EVメーカーテスラのCEOが「石油も原発も必要」

©mmuenzl/stock.adobe.com

老舗EVメーカーテスラのCEOであるイーロン・マスク氏は、化石燃料の使用とは対極に位置する立場にも関わらず「石油も原発も必要」とする意見を述べています。

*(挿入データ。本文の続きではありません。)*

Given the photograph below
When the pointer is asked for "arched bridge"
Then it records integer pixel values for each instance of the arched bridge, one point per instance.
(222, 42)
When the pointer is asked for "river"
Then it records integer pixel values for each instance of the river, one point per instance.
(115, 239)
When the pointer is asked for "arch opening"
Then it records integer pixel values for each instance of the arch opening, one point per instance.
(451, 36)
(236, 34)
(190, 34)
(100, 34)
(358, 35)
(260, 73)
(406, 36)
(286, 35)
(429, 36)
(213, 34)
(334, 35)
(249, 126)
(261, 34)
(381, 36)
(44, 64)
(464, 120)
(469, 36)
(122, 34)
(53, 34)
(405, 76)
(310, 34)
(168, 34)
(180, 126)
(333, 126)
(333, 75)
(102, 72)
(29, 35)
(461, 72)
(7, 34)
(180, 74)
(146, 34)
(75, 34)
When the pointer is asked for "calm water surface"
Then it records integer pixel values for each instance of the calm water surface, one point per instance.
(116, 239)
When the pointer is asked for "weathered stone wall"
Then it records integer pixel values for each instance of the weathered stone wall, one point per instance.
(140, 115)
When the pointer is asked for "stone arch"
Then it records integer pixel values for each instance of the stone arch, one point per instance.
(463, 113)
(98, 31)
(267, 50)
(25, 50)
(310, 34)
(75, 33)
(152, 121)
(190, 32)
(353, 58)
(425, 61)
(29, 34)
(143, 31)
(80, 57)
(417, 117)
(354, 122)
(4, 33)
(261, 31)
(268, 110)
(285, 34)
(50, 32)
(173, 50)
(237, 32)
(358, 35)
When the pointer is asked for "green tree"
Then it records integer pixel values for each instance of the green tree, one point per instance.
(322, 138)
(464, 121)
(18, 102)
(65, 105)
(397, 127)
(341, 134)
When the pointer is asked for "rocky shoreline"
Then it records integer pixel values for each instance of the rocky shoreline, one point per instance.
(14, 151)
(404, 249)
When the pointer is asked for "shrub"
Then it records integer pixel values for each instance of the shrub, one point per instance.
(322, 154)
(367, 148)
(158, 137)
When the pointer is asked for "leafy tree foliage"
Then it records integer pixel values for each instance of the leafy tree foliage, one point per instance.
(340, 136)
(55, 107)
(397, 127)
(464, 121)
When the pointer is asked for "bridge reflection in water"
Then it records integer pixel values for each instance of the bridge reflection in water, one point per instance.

以前は再生エネルギーに執心だったイーロン・マスク氏は、近年その態度を軟化させており、現在では化石燃料資源の採掘継続を支持するまでに変化しています。イーロン・マスク氏の、この心変わりはどう捉えるべきでしょうか。

時系列で振り返るイーロン・マスクの言動変化

イーロン・マスク氏のエネルギー分野に関するコメントは時系列順にまとめると以下のようになります。

2015年

テスラモーターズ最盛期の2015年に行われた、宇宙物理学者ニール・ドグラース・タイソンとの対談の際、イーロン・マスク氏は「化石燃料の使用は歴史上もっとも愚かな行為。解決策を見出さなければ経済や社会は終焉を迎える」と警告を発していました。

2020年

2020年9月のニューヨーク・タイムズのインタビューへは「石油や天然ガスの業界を憎むのは少し悪い気がする」といった旨をコメントしています。

2021年

2021年2月、アメリカのコメディアン・コメンテーターのジョー・ローガンとの対談時は、「我々はまだ化石燃料を燃やす必要がある」「石油・ガス業界を悪者とすることには賛成しない」などと述べ、同時に炭素税の導入を訴えかけました。

2022年

2022年8月29日にノルウェーで開催されたエネルギー会議では、「石油の採掘を短期的に継続する必要がある」と述べ、「石油や天然ガスの使用を止めれば現文明は崩壊する」とまで発言しており、2015年からみるとほぼ真逆のスタンスに変化しています。

なぜ態度が変わった?

イーロン・マスク氏の態度の変化はどういった意図があるのでしょうか。事業を通して再生エネルギー社会の実現の難しさを知ったのかもしれません。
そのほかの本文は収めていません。